2. I have more energy.
I used to cut my toenails and consider it a hard day's work. But if you're not putting so much energy into managing your public persona, you have more to put into the things you really want to do, however inconsequential they are. An ant on the move does more than a dozing ox.
3. I feel safer.
Hooray! No more social PTSD. When you're not online, it's easier to stay away from the kind of people who give ice in winter. Now, I don't have to continually guard myself against people who are harsh, judgmental or tormenting. I only have the occasional beating by the sadistic guards of my imagination to deal with. Even those have lessened, since they are not egged on by online shaming.
4. Strengthen your internal observer.
For all my life I think I was an expert at figuring out what was expected of me and giving other people what they wanted, but I didn't have the foggiest what I wanted. Getting offline seems to have helped with growing my internal observer. The need to belong to yourself is the deepest need of all but I'm not sure you can meet this need with online connection. Maybe you can have a different, more accepting relationship to yourself only when you stop seeing your life through someone else's eyes.
5. Bear more reality.
Under stress we all engage in magical thinking. When I was on Facebook I always seemed to be looking for some symbolic gesture, some sign from the universe, that yes, I see you, you exist, you are valuable, you are special. This was a fraught endeavour, destined to fail. The reality of Facebook offers a construct of our life which is heroic and glamorous and superhuman. When this apparatus of magical thinking is removed, it becomes easier to stay present in everyday reality. You discover ordinary life has its own cosy pleasures.

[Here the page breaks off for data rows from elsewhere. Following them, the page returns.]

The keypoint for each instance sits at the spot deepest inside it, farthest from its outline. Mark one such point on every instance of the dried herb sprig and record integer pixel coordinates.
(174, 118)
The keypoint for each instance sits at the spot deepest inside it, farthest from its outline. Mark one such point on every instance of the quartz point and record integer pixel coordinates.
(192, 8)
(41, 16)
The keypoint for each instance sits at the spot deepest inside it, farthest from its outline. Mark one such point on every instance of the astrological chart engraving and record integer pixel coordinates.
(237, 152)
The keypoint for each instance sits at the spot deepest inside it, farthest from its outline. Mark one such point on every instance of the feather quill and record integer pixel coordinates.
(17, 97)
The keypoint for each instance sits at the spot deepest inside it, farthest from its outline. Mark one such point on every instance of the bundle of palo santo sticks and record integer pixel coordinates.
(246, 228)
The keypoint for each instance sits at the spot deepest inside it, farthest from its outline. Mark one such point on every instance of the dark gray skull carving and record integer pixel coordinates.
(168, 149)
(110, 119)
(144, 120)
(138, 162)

6. Monitor self-disclosure.
I am more careful about what I share. It is easier to stick with yourself and your own deepest, most powerful instincts of what feels right and wrong, your own goodness, when you are not having to consider the views of thousands of other people, most of whom you don't know and who seem to be engaged in building imaginary fortresses of certainty.
7. Tabula rasa.
Going off Facebook means shedding years of detritus and memories, and feels like a new beginning. Without a documented record of my life thus far I don't have to be reminded I used to be married, thinner or held some frankly shady views. It's not just because of Facebook, but I feel more free now to do things differently from the way I'd learned or the way I had been told was the only right one.
8. A quieter mind.
Facebook is not a happy place for highly sensitive people. Elaine Aron, who defined the construct of the Highly Sensitive Person (HSP), recommends cultivating inner silence, a "brilliant darkness". She says that the deeper and more frequently HSPs go inside, the more we can give to everyone and everything around us, including, of course, ourselves.
It is much harder to get that state of quiet when you are continually getting interrupted by beeping notifications: "Bunny, Galahad and Bonzo liked your post".